In summary, latanoprostene bunod 0.024% demonstrates promising efficacy and safety as an ocular hypotensive agent and offers a novel mechanism acting on the TM. Latanoprostene bunod 0.024% was as effective as both latanoprost and timolol monotherapy, offering an additional 1–2 mmHg of IOP reduction. Complimentary action between the uveoscleral and conventional aqueous pathways may explain the efficacy seen in the major clinical trials. With a safety profile similar to latanoprost, latanoprostene bunod appears to be a favorable therapeutic option for glaucoma management.

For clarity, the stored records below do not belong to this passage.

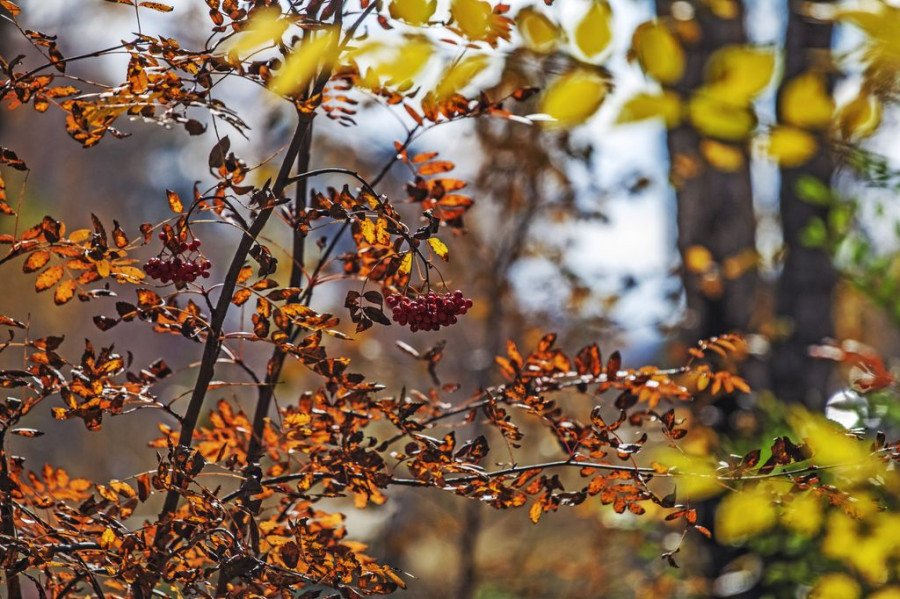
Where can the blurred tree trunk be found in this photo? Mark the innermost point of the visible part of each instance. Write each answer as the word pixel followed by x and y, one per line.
pixel 804 291
pixel 715 211
pixel 715 208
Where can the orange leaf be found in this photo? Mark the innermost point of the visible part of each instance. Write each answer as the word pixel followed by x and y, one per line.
pixel 48 278
pixel 36 261
pixel 64 292
pixel 438 166
pixel 175 203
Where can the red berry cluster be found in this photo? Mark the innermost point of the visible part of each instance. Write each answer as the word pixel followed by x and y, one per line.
pixel 182 268
pixel 428 312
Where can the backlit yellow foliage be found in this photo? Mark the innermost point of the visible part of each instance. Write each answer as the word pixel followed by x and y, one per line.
pixel 594 31
pixel 538 32
pixel 740 73
pixel 574 97
pixel 745 514
pixel 304 63
pixel 696 477
pixel 802 513
pixel 266 27
pixel 414 12
pixel 460 75
pixel 806 102
pixel 658 52
pixel 473 17
pixel 718 118
pixel 791 147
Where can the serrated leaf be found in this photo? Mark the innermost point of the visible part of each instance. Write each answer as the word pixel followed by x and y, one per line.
pixel 64 292
pixel 594 31
pixel 405 264
pixel 36 261
pixel 175 203
pixel 303 63
pixel 439 248
pixel 49 278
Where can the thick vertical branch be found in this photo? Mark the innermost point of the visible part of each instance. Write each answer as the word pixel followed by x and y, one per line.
pixel 7 523
pixel 276 362
pixel 804 292
pixel 213 338
pixel 715 208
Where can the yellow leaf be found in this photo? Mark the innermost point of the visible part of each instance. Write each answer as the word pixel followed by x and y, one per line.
pixel 460 74
pixel 658 52
pixel 439 248
pixel 574 97
pixel 594 32
pixel 791 147
pixel 539 32
pixel 80 235
pixel 407 60
pixel 405 264
pixel 666 106
pixel 473 17
pixel 744 514
pixel 860 117
pixel 739 73
pixel 102 267
pixel 265 27
pixel 719 119
pixel 833 448
pixel 303 63
pixel 698 259
pixel 724 157
pixel 806 102
pixel 414 12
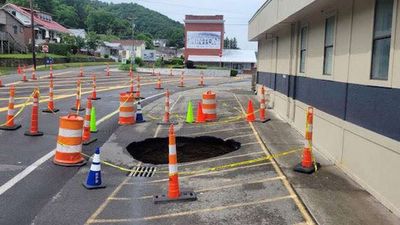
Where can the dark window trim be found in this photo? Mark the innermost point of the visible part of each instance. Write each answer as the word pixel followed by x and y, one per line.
pixel 376 38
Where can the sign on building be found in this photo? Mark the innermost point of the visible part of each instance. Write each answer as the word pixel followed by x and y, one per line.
pixel 203 40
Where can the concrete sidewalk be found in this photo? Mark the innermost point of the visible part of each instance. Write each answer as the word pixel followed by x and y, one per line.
pixel 329 194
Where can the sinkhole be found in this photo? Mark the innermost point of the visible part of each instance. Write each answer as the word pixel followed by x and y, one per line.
pixel 189 149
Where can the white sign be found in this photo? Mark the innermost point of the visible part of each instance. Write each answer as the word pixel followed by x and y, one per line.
pixel 203 40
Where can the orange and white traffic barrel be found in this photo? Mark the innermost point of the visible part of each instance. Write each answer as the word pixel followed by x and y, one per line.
pixel 9 124
pixel 209 103
pixel 69 141
pixel 308 164
pixel 126 109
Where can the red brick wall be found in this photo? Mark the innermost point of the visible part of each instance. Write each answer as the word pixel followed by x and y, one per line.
pixel 204 27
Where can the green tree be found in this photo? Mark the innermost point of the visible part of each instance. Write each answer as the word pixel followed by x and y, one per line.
pixel 92 40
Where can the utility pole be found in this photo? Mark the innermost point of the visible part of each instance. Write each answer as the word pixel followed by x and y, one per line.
pixel 33 36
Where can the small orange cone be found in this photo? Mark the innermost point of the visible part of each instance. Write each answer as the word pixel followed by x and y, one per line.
pixel 24 75
pixel 81 71
pixel 34 131
pixel 201 118
pixel 9 124
pixel 158 84
pixel 33 75
pixel 250 117
pixel 108 69
pixel 86 124
pixel 174 192
pixel 94 92
pixel 50 104
pixel 51 71
pixel 181 84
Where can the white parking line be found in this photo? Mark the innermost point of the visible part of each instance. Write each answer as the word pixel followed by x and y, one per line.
pixel 13 181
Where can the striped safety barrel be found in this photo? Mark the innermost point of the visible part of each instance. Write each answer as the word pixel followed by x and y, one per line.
pixel 209 103
pixel 126 109
pixel 69 141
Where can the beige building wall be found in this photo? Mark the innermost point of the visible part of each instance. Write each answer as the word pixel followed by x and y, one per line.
pixel 371 159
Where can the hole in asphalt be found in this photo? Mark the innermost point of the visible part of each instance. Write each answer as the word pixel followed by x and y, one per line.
pixel 189 149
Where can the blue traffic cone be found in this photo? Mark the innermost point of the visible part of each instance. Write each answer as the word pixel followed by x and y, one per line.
pixel 93 180
pixel 139 114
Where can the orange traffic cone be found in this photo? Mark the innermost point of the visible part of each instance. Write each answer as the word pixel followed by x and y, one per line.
pixel 50 104
pixel 250 117
pixel 158 84
pixel 131 86
pixel 130 71
pixel 94 93
pixel 9 124
pixel 174 192
pixel 34 131
pixel 86 124
pixel 307 164
pixel 33 75
pixel 19 71
pixel 81 71
pixel 137 96
pixel 108 69
pixel 166 119
pixel 201 80
pixel 264 117
pixel 24 75
pixel 77 106
pixel 181 84
pixel 201 118
pixel 51 71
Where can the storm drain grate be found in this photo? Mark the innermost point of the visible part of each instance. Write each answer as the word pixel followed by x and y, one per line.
pixel 142 171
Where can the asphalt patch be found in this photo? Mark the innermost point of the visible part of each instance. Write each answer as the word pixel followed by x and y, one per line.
pixel 189 149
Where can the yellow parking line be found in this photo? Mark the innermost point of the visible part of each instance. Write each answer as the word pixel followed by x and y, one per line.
pixel 206 173
pixel 237 183
pixel 190 212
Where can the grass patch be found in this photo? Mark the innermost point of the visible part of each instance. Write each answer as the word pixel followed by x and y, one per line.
pixel 71 65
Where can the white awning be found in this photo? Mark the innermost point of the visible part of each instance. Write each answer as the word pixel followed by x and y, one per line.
pixel 228 56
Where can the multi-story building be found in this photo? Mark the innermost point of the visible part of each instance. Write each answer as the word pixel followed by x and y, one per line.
pixel 46 29
pixel 341 57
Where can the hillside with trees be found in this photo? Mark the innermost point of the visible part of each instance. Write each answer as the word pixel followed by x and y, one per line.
pixel 112 19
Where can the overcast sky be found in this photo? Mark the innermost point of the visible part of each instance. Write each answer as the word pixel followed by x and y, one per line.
pixel 236 13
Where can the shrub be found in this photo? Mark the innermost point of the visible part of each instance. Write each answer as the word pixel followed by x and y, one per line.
pixel 234 73
pixel 201 67
pixel 178 66
pixel 138 61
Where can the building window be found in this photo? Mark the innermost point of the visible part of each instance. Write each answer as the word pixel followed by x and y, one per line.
pixel 303 49
pixel 328 45
pixel 381 39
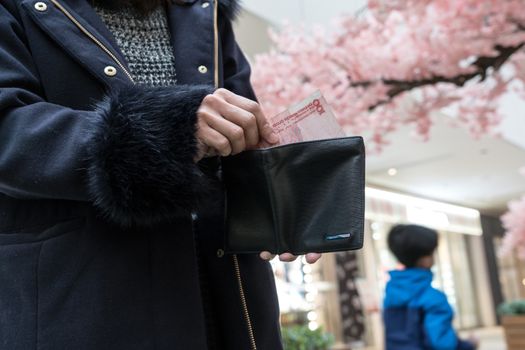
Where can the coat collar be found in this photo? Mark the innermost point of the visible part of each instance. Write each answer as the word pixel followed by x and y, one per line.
pixel 229 8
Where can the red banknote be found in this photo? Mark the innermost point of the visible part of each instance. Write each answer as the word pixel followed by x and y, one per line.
pixel 311 119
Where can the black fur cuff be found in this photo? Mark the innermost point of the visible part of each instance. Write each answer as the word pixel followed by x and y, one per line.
pixel 141 170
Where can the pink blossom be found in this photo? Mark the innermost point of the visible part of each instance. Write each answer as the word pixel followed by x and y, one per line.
pixel 423 44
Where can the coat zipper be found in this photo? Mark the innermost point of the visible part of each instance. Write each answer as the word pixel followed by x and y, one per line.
pixel 92 37
pixel 244 304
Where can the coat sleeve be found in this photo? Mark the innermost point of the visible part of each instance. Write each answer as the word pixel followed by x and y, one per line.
pixel 134 162
pixel 236 69
pixel 437 323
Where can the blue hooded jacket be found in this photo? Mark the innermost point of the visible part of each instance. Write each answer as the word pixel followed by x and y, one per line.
pixel 418 316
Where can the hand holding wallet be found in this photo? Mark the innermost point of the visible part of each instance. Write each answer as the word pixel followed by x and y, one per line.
pixel 298 197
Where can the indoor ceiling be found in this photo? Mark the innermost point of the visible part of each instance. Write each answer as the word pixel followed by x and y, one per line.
pixel 452 166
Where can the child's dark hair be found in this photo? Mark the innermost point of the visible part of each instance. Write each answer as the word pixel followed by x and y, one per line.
pixel 409 243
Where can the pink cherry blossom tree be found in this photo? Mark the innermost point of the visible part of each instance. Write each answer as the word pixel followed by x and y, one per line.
pixel 402 62
pixel 460 56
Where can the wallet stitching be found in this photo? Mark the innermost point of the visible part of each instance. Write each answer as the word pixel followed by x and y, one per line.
pixel 272 201
pixel 334 140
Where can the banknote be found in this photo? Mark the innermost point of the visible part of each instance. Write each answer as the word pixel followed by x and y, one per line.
pixel 308 120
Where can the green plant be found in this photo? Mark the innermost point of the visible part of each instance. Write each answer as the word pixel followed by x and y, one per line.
pixel 302 338
pixel 512 308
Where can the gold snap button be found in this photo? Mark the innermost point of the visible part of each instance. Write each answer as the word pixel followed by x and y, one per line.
pixel 110 71
pixel 41 6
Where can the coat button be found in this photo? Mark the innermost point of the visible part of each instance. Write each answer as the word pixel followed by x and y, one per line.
pixel 40 6
pixel 110 71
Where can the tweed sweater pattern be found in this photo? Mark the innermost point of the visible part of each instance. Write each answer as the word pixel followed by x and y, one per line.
pixel 144 42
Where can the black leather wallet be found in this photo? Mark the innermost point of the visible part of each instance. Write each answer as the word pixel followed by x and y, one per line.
pixel 298 198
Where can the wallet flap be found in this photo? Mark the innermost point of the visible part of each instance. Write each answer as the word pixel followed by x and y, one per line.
pixel 309 195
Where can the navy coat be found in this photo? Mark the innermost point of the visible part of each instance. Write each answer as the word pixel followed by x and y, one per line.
pixel 110 235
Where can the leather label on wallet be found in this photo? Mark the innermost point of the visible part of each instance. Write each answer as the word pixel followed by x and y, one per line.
pixel 337 236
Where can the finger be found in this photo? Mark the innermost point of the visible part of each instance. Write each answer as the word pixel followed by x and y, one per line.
pixel 312 258
pixel 233 132
pixel 287 257
pixel 241 117
pixel 215 140
pixel 267 256
pixel 210 116
pixel 265 130
pixel 202 150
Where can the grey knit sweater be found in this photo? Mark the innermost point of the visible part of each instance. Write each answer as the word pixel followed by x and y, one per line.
pixel 145 43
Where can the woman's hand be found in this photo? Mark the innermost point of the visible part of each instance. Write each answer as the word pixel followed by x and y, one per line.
pixel 311 258
pixel 229 124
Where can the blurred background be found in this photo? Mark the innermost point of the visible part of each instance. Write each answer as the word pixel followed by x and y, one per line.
pixel 450 180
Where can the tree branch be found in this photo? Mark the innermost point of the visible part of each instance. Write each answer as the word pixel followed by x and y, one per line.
pixel 482 64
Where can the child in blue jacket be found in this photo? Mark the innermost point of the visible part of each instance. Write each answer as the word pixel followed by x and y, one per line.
pixel 416 315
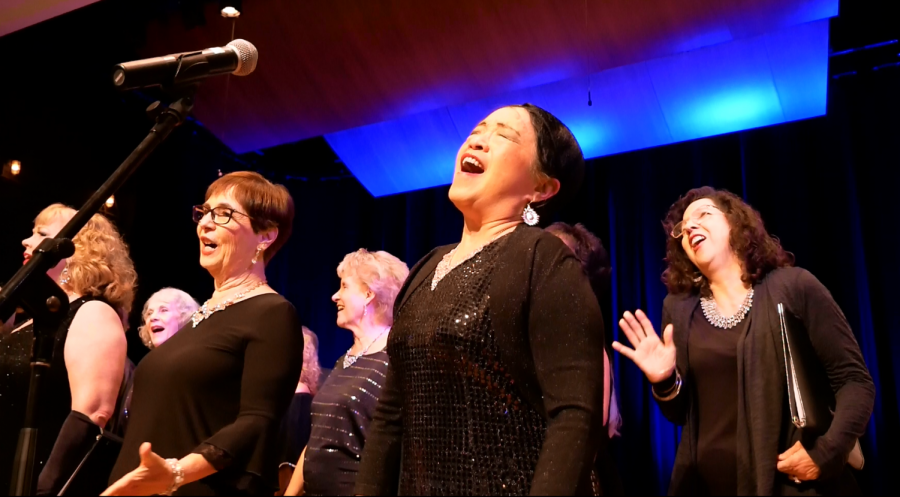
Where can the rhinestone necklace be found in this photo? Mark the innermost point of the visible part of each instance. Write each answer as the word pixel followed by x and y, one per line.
pixel 204 311
pixel 444 267
pixel 711 312
pixel 350 360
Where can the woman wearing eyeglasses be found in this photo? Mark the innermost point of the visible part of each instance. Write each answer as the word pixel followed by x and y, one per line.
pixel 207 403
pixel 719 369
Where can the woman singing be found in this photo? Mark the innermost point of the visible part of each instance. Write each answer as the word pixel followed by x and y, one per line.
pixel 343 409
pixel 165 312
pixel 719 370
pixel 84 390
pixel 207 403
pixel 495 383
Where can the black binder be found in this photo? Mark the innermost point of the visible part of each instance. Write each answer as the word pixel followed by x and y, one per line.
pixel 810 396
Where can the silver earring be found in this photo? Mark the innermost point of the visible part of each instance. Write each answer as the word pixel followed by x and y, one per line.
pixel 530 216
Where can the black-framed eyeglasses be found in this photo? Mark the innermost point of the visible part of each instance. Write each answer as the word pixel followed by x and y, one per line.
pixel 698 217
pixel 219 215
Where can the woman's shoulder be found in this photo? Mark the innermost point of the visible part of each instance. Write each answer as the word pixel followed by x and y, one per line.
pixel 791 279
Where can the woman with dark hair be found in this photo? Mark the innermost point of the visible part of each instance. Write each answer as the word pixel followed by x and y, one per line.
pixel 719 370
pixel 208 403
pixel 595 262
pixel 495 381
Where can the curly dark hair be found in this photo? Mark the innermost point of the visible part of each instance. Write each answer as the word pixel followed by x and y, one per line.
pixel 758 251
pixel 589 250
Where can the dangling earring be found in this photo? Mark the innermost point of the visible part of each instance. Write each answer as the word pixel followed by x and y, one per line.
pixel 530 216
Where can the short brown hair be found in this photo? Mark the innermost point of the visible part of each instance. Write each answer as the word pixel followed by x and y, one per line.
pixel 757 250
pixel 268 205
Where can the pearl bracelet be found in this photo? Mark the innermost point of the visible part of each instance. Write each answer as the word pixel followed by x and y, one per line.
pixel 672 392
pixel 177 473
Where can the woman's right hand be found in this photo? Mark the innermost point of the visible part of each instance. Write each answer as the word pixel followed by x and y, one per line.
pixel 655 357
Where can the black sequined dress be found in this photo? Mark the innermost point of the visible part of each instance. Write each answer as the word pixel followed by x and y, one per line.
pixel 341 413
pixel 479 372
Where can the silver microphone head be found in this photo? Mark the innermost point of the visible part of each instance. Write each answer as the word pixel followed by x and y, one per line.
pixel 247 54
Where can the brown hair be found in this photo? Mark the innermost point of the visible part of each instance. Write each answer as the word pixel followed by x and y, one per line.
pixel 268 205
pixel 101 266
pixel 589 250
pixel 559 156
pixel 757 250
pixel 311 369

The Future of NO in Ocular Therapy

The role of nitric oxide in the human body, and now specifically in the eye, has been gaining attraction in basic and clinical research. Nearly all human systems rely on NO and its indirect or direct effects for homeostasis. The roles that NO and the NOS enzyme isoforms play in ocular disease pathology, especially glaucoma and retinal ischemia, continue to emerge. A better understanding of the synthesis of NO, its signaling pathways and its end organ effects is leading to the identification of relevant clinical applications in ophthalmology. The use of NO donors is already a relevant therapeutic approach to treat myocardial infarctions, bacterial infections, wounds and now elevated intraocular pressure. Compounding an NO-donating group to an already effective prostaglandin analog will enable us to gain a novel tool in our glaucoma management toolbox that works on the conventional outflow system, offers a new mechanism of action and is complementary to already existing IOP-lowering agents. A challenge that remain is categorizing NO’s duration of efficacy and penetration as a topical agent. Also, NO has a very short half-life and may require increased frequency of use or a different formulation. The projected value as established at the bench does not appear to translate equally into the clinic. This may be due to issues with corneal penetration and the drug not being liberated in the tissue with adequate concentrations being delivered to the site of actions, both at the level of the conventional outflow tract and optic nerve head. Furthermore, limited efficacy may also be due to the more complex heterogeneity of glaucoma in general. We may discover that there are further subtypes of glaucoma more specific to the underlying pathology in the TM that may warrant further classification of who would actually benefit the most from an NO-donating agent.

In conclusion, NO and its isoform synthetase enzymes are becoming therapeutic targets of increasing interest. As researchers and clinicians working in the ophthalmic space, we learn and borrow from the myriad of cardiovascular and systemic literature and data to help combat elevated intraocular pressure and prevent the multifactorial progressive optic neuropathy we know as glaucoma.